Take responsibility for information overload and educate clients on what constitutes manageable training. Any modern field you craft training about (finance, health, or technology), rests on petabytes of information (and that’s just for the overviews). The first step towards avoiding information overload, but still providing substance, is to impose some constraints on you and the client. It may sound counterintuitive, but hear me out.
It is tempting and fairly easy to add everything you have access to in an e-Learning program. Users can’t complain they don’t have access to all the information, and the development process is faster. But learning is hindered. To manage excessive information, decide which areas are worthwhile to address and complete these steps:
- Review decisions you've made recently when including content in an e-Learning course (how you collected information, how many people you interviewed, how much documentation you reviewed).
- List the steps you took, along with the amount of time and anxiety that went into each step.
- Reflect on how it felt to do that work, how much the final course benefited from your effort, and how your students received it.
This exercise will help you realize the costs associated with the volume of information you decide to include in your courses, and may prompt you to have some rules in the future. I am certain you currently have rules for different areas in your life (e.g., no more than two glasses of wine at dinner or no more than three bites of chocolate at a time). Imagine creating similar rules for your training design habits, such as talking to no more than three SMEs for a course, or interviewing no more than four end-users, or creating no more than 25 screens per lesson. When you start having such rules, you save time. You can devote this time to other areas where rules don't apply but are substance opportunities, such as how to create a meaningful interaction for a challenging instructional objective. Restricting your options, even though it implies fewer choices, benefits everyone.
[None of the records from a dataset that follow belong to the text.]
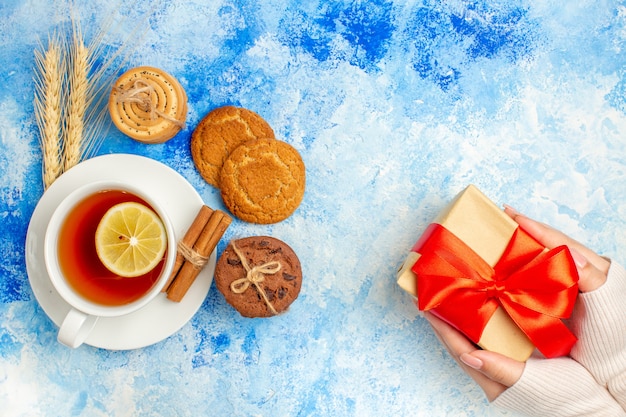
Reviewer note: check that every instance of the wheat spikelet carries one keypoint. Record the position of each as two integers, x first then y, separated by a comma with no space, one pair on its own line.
77,101
48,107
71,96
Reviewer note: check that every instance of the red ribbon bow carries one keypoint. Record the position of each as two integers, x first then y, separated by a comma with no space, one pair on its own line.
537,288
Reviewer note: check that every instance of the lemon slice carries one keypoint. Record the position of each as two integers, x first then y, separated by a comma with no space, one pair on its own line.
130,239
I remember a cartoon by Peter Steiner, in which he showed the father fish in a fish bowl telling his son: "You can be anything you want to be — no limits." Even though the fish bowl is so constrictive, the advice was sound because it invited the little fish to explore and grow without being concerned with dangers of other larger environments that may not even have water.
Look at constraints not as restrictive but as liberating – a way to take the time reserved for volume and transfer it to building substance.